Nous n’étions pas amies, loin s’en faut. Nous n’avions rien en commun si ce n’est la blondeur, une propension à parler cul (je suis un modèle victorien à côté, mais bon). La nouvelle de sa mort ce matin, sans explications (on devine un peu à 36 ans de quoi on peut mourir quand on a lu Arcan), nous laisse pantois, sans voix.
Qu’on aime ou pas le style Nelly Arcan, la liberté n’est jamais chose gagnée d’avance, surtout pour une femme. S’afficher en putain ou en folle, jouer avec les démons sociaux, peut être un signe de lucidité (la lucidité est la blessure la plus proche du soleil, me répète souvent madame Languirand- c’est de René Char). Cela peut aussi être un arrêt de mort.
« Ce que j’écris, ce n’est pas seulement ma vie… je ne me dévoile pas tant que cela. Ma vie à moi, je la garde pour moi. », disait-elle à la sortie de « Folle ».
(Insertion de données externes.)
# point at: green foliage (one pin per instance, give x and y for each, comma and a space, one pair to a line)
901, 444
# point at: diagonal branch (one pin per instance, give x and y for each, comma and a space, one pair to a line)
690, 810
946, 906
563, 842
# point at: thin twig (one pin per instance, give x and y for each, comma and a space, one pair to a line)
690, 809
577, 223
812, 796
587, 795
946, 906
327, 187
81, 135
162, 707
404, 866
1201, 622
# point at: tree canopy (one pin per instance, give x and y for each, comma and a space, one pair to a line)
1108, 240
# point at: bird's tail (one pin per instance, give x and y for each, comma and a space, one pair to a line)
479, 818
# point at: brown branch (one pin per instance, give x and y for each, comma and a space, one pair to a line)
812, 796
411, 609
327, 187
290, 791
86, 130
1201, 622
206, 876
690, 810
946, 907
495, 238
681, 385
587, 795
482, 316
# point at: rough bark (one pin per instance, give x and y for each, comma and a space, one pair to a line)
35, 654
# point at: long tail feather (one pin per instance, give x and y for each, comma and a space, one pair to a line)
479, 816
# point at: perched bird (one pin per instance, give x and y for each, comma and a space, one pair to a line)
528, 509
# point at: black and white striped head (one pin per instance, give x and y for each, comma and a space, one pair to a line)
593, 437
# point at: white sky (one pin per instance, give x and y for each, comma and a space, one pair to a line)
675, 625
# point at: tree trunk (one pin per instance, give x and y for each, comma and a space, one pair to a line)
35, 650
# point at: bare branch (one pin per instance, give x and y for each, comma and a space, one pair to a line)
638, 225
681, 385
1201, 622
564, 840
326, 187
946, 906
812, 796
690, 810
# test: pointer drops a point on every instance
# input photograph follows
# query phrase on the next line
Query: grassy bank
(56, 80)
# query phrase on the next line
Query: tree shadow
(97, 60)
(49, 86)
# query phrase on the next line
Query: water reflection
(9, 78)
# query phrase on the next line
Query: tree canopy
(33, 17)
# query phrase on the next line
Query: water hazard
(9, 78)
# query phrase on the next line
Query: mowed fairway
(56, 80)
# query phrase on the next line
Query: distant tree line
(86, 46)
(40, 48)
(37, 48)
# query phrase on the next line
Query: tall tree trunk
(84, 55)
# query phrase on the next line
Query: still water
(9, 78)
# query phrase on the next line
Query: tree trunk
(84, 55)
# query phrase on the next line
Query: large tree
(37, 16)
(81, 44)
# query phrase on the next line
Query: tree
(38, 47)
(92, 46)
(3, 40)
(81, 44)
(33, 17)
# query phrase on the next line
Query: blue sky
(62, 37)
La reine de l’autofiction s’était détournée du genre ces dernières années mais son aura provocante la poursuivait. J’ai pensé à Marilyn (j’écoute Mad Men en ce moment et j’en suis à l’épisode de son suicide), j’ai pensé qu’il est difficile de vieillir tout en portant sa légende sur ses épaules, j’ai pensé à toutes sortes de trucs comme « les femmes vont encore prendre leur trou en se disant qu’il vaut mieux être vierge ou maman que putain et célibataire. »
Mais au final, je n’éprouve qu’une grande peine. Peut-on vivre sa vérité jusqu’au bout lorsqu’on est « différente »? Pas sûre.